Realis, qui a une vingtaine d’années, peste après un système où ses chances de réussite sont faibles. Anatole s’éclaire cependant tandis que je lui parle de l’idée du directeur exécutif de développer une ou des entreprises de transport, ce qui correspond aux trajets que font souvent les Roms entre l’Europe occidentale et les pays de l’Est. Il a la grande moustache et le ventre d’un paysan ami de mes parents tandis que j’étais enfant, et c’est peut-être là ce qui explique l’attachement que j’éprouve à l’égard de celui qui semble reconnu de tous comme le chef du campement, quoiqu’il n’accorde pas particulièrement d’attention à une hiérarchie qui relève plutôt de son âge.
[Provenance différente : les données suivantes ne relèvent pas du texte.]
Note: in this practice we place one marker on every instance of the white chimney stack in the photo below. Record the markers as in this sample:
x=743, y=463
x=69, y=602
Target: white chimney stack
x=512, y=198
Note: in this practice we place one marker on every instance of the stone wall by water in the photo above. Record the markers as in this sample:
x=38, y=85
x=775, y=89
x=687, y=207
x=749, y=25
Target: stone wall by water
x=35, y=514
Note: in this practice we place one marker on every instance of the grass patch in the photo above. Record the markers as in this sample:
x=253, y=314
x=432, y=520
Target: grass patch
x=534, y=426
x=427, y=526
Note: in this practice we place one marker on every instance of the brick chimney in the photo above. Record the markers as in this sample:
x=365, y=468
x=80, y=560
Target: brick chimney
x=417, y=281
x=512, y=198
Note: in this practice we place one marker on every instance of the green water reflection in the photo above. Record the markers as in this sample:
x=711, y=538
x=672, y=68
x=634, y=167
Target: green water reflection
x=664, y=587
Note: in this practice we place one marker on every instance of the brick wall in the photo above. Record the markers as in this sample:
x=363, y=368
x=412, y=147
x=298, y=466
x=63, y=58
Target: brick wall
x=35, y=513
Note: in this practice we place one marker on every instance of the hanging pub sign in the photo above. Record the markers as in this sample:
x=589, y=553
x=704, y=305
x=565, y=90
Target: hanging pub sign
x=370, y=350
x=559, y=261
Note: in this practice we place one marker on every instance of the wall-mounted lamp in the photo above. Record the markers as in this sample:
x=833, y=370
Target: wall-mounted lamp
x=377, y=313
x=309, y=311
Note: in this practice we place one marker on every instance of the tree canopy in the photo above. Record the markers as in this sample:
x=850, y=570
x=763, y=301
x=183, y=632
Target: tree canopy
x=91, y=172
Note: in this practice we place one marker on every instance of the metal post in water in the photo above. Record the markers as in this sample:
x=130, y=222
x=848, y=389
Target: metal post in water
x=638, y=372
Les Roms de Seine-Saint-Denis sont emblématiques des quelques 7 millions de Roms qui vivent en Europe, et de la situation dans laquelle ils se trouvent. Les Roms de l’Europe se trouvent dans un paradoxe politique qui entre en résonance forte avec le reste de l’actualité française, européenne, voire mondiale pour les raisons suivantes : Ils constituent un peuple, et se revendiquent en tant que tel. 500 000 personnes Roms sont mortes dans les camps de concentration, victimes des nazis pendant la Seconde Guerre Mondiale. On désigne comme les « victimes du samudaripen », c’est-à-dire du « meurtre collectif total », les Roms qui ont été déportés et tués sous le régime hitlérien. C’est encore actuellement une minorité stigmatisée et il convient très certainement de les situer à cet égard et bien qu’ils soient plutôt chrétiens, en regard de la spécificité des problématiques propres à l’antisémitisme et à l’islamophobie, les deux discriminations religieuses et raciales parmi les plus fréquemment évoquées dans les médias et sur les scènes politiques, et dont l’évocation régit souvent l’évolution des questions attenantes aux questions de populations, de frontières, ou de conflits. Il ne s’agit pas de minimiser l’importance des autres formes de racismes comme celui lié à la couleur de peau, ni les différentes formes de discriminations, mais de montrer les processus de fabrication d’une image relative à une population, et la récupération attenante de cette image.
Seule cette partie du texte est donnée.